Antara Jepang dan Aceh
October 24th, 2012 | Published in Anchor
Penanganan tsunami Jepang (juga) bermasalah
Ada hikmah menarik ketika Organisasi dari Jepang yaitu Tono Magokoro Net berkunjung ke Aceh. Dalam kunjungan yang di ketuai oleh representatif organisasi ini, Kazuhiko Tada mereka mengunjungi beberapa tempat di Aceh untuk mempelajari proses rekonstruksi dan rehabilitasi di Aceh. Beberapa tempat yang mereka kunjungi adalah Kecamatan Meuraxa dan sekolah-sekolah siaga bencana, dan LSM yang ada di Aceh. Beberapa LSM tersebut bergerak dalam bidang kebencanaan, budaya, dan transparansi kemasyarakatan seperti Tikar Pandan, Karst Aceh, Sekolah Dokarim, dan MaTa. Dalam kesempatan ini, mereka juga melakukan kunjungan studi ke Mahasiswa Pencinta Alam Leuser Universitas Syiah Kuala.
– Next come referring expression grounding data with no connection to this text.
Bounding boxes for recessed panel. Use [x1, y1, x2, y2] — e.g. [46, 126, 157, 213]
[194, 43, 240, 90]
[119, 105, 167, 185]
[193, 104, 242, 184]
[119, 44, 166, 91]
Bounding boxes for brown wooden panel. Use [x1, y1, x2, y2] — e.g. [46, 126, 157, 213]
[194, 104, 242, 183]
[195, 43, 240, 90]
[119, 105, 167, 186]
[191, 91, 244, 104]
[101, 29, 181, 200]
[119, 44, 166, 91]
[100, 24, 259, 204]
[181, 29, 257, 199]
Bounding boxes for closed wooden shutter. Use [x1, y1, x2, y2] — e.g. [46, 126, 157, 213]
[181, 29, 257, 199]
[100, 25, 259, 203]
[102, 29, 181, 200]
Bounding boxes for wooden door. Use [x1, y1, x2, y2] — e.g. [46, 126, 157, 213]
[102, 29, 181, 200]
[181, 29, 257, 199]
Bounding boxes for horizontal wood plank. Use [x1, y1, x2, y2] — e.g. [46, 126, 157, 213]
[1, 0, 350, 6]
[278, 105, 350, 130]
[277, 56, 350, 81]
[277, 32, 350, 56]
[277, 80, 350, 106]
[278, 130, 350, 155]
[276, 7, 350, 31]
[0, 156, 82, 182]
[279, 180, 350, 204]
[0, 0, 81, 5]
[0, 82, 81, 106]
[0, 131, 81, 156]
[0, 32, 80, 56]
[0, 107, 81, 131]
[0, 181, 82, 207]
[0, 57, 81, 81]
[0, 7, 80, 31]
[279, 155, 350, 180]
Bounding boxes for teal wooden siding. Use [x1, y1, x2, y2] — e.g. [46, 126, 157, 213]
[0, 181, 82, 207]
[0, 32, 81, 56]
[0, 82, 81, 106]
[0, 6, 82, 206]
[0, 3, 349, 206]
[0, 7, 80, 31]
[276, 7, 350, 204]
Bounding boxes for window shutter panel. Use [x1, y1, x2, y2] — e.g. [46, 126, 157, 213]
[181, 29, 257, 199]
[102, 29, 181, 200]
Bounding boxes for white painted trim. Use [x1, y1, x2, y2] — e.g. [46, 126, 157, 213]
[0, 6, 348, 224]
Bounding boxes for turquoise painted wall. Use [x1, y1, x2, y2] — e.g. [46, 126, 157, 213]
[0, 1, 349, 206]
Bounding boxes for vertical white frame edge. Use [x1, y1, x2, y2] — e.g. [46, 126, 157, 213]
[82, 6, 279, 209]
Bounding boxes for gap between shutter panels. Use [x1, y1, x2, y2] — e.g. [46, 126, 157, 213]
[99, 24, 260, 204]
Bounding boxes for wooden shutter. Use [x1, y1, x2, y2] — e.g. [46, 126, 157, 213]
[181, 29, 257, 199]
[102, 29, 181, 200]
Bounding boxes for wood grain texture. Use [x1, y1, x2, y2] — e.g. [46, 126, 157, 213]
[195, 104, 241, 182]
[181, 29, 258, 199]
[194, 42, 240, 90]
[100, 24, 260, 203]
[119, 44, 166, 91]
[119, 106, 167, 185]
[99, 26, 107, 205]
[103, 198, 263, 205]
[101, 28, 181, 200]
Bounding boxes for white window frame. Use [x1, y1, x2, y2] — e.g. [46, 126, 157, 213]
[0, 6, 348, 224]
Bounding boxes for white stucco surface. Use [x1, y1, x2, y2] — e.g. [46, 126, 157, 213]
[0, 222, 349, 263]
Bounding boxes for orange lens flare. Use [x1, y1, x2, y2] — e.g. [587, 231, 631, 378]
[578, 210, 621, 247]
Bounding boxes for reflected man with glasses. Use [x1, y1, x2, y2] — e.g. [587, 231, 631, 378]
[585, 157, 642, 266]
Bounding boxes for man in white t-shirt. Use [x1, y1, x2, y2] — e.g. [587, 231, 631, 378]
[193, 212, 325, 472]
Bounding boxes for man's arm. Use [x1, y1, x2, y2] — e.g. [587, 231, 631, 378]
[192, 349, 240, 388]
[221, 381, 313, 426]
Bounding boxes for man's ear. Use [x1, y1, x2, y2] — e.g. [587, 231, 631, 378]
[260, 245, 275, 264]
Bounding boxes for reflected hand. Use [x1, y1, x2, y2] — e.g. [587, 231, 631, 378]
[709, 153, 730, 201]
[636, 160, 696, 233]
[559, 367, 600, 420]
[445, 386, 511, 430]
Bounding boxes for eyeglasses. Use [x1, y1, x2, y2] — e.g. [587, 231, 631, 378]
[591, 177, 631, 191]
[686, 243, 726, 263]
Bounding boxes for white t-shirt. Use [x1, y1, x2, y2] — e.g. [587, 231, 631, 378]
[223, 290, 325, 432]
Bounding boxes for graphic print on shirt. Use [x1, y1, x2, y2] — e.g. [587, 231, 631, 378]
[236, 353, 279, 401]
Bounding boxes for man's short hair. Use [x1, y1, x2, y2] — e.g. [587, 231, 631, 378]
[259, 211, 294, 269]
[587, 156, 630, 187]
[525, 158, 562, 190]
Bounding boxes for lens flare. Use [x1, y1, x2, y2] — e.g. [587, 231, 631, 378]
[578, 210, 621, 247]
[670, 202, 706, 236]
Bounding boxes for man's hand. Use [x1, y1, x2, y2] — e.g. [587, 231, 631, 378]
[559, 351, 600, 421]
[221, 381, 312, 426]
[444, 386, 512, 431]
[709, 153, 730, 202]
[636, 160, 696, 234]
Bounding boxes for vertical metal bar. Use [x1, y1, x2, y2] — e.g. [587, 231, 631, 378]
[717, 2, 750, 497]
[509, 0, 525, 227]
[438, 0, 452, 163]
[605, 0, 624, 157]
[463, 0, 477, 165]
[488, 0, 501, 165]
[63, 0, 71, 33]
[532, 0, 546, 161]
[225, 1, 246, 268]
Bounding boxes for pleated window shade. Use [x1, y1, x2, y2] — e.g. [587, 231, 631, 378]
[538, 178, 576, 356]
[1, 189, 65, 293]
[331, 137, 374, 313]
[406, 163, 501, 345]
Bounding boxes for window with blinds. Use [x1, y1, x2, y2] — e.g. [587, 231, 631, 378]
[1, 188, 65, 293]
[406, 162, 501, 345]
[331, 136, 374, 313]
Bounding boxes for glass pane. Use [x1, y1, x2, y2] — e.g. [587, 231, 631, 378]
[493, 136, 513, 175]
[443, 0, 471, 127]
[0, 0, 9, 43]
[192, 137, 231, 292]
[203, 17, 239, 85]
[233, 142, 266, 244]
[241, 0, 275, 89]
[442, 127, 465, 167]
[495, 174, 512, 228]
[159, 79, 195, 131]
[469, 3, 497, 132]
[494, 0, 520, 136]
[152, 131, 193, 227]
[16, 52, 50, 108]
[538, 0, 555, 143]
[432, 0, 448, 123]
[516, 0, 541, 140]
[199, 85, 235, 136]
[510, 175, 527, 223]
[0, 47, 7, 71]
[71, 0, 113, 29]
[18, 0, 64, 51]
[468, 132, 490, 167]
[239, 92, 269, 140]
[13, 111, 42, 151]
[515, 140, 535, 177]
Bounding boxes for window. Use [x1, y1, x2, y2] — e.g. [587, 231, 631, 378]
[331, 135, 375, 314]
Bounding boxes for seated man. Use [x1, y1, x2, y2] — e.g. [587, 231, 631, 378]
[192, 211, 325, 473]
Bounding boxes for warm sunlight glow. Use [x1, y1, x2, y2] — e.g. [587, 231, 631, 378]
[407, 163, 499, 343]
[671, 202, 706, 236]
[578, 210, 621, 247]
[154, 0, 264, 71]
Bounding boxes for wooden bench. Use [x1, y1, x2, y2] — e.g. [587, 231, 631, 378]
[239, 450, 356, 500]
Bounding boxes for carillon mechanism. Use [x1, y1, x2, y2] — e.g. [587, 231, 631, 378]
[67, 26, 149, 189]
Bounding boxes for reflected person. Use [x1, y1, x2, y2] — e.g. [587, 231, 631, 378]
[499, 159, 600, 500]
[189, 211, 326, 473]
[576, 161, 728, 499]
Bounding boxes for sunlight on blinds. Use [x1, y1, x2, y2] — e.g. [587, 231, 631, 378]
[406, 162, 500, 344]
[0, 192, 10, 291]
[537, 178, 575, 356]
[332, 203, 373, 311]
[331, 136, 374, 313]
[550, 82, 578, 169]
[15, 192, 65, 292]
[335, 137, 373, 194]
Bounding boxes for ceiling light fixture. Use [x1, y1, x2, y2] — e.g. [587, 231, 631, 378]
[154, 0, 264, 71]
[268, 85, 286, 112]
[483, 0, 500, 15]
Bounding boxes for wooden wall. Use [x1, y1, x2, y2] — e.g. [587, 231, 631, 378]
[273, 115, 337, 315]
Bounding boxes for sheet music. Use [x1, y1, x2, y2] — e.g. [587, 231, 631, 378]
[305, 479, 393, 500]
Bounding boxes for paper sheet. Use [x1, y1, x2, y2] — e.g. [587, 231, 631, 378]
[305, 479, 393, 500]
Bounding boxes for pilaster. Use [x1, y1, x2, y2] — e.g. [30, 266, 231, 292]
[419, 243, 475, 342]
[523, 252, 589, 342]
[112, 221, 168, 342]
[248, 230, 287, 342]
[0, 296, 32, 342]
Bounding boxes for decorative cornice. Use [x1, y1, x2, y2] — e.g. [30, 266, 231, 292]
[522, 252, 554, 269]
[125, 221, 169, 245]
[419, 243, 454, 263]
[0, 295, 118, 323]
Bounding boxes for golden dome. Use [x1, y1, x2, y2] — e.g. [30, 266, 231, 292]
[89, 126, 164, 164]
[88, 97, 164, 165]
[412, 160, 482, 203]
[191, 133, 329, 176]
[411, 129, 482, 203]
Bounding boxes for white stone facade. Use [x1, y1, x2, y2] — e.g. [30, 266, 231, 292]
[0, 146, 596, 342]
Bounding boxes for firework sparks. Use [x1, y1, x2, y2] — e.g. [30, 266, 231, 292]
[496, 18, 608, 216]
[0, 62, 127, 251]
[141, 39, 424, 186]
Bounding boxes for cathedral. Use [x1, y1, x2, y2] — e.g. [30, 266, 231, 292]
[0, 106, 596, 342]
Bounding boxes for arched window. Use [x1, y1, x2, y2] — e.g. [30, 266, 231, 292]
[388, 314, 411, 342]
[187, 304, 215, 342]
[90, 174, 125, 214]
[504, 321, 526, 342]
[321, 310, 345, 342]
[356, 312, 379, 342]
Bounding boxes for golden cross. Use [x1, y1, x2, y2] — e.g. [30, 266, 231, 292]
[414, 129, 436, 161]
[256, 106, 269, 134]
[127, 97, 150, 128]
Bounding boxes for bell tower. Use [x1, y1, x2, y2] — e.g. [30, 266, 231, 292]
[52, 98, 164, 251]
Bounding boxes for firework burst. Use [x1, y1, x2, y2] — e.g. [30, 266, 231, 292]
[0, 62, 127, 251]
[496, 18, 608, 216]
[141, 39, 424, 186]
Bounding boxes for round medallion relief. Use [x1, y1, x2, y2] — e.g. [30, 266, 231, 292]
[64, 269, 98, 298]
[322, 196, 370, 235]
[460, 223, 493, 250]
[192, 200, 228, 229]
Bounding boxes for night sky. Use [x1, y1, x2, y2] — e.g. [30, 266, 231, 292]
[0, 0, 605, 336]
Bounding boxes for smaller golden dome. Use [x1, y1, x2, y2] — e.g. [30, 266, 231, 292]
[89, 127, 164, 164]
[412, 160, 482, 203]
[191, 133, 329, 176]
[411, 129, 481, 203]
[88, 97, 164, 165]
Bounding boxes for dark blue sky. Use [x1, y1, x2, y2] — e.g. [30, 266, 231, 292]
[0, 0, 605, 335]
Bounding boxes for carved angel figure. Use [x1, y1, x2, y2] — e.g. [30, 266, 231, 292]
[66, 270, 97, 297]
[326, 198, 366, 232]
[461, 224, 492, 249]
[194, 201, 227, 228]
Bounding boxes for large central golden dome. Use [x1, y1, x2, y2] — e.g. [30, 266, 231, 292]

Dalam diskusi ini, ada hal yang sangat mengejutkan dan sekaligus mengkhawatirkan. Ternyata, Jepang yang terkenal akan negara maju ini sampai hari mereka berkunjung tidak menunjukkan sebuah negara yang mampu mengatasi permasalahan rekonstruksi dan rehabilitasi yang mereka alami. Kazuhiko Tada dalam presentasinya mengemukakan bahwa, Daerah Iwate yang notabene daerah yang sangat parah terlanda tsunami, masih menyisakan derita bagi masyarakat disana terkait ketidakjelasan penanganan rehab-rekon dari pemerintah. Masih banyak masyarakat yang depresi hingga meningkatkan angka kematian karena bunuh diri, perekonomian yang belum jelas, dan masih banyak masyarakat yang belum kembali ke Iwate.
Kazuhiko Tada, merasa bahwa apa yang sudah ada di Aceh menjadi suatu yang patut dibanggakan. Jepang seharusnya dapat belajar di Aceh, dan bukan seperti kenyataan hari ini, banyak ahli dan pegiat kebencanaan di Aceh dan Indonesia belajar kebencanaan ke Jepang. Padahal, apa yang mereka dapatkan dalam kunjungannya sangat bertolak belakang. Jepang harus belajar dari Aceh.
Kazuhiko juga membenarkan beberapa masalah yang muncul dalam penanganan kebencanaan di Aceh seperti kebijakan dan pembangunan yang bersifat top down/ sentralisasi tanpa pelibatan partisipasi masyarakat, masyarakat dianggap sebagai objek perencanaan oleh para ahli, kebencanaan masih berwawasan emergency response, dan juga masih banyak data kebencanaan yang dibuat tanpa struktur dan formulasi yang mudah diakses oleh dinas terkait dan masyarakat. Dalam kesimpulan awal, organisasi ini menganggap masih banyak diperlukan evaluasi pada upaya-upaya peningkatan kapasitas yang telah dilakukan.
Lebih lanjut, rombongan ini mengupayakan suatu bentuk pendekatan yang lebih berwawasan budaya dan kearifan lokal dalam menjalankan proses rehab rekon di daerah mereka. Banyak pembelajaran yang mereka dapatkan dari kunjungan kali ini, termasuk kemungkinan pendekatan kebudayaan ini dalam proses pemulihan masyarakat Pattani Thailand yang telah lama didera konflik.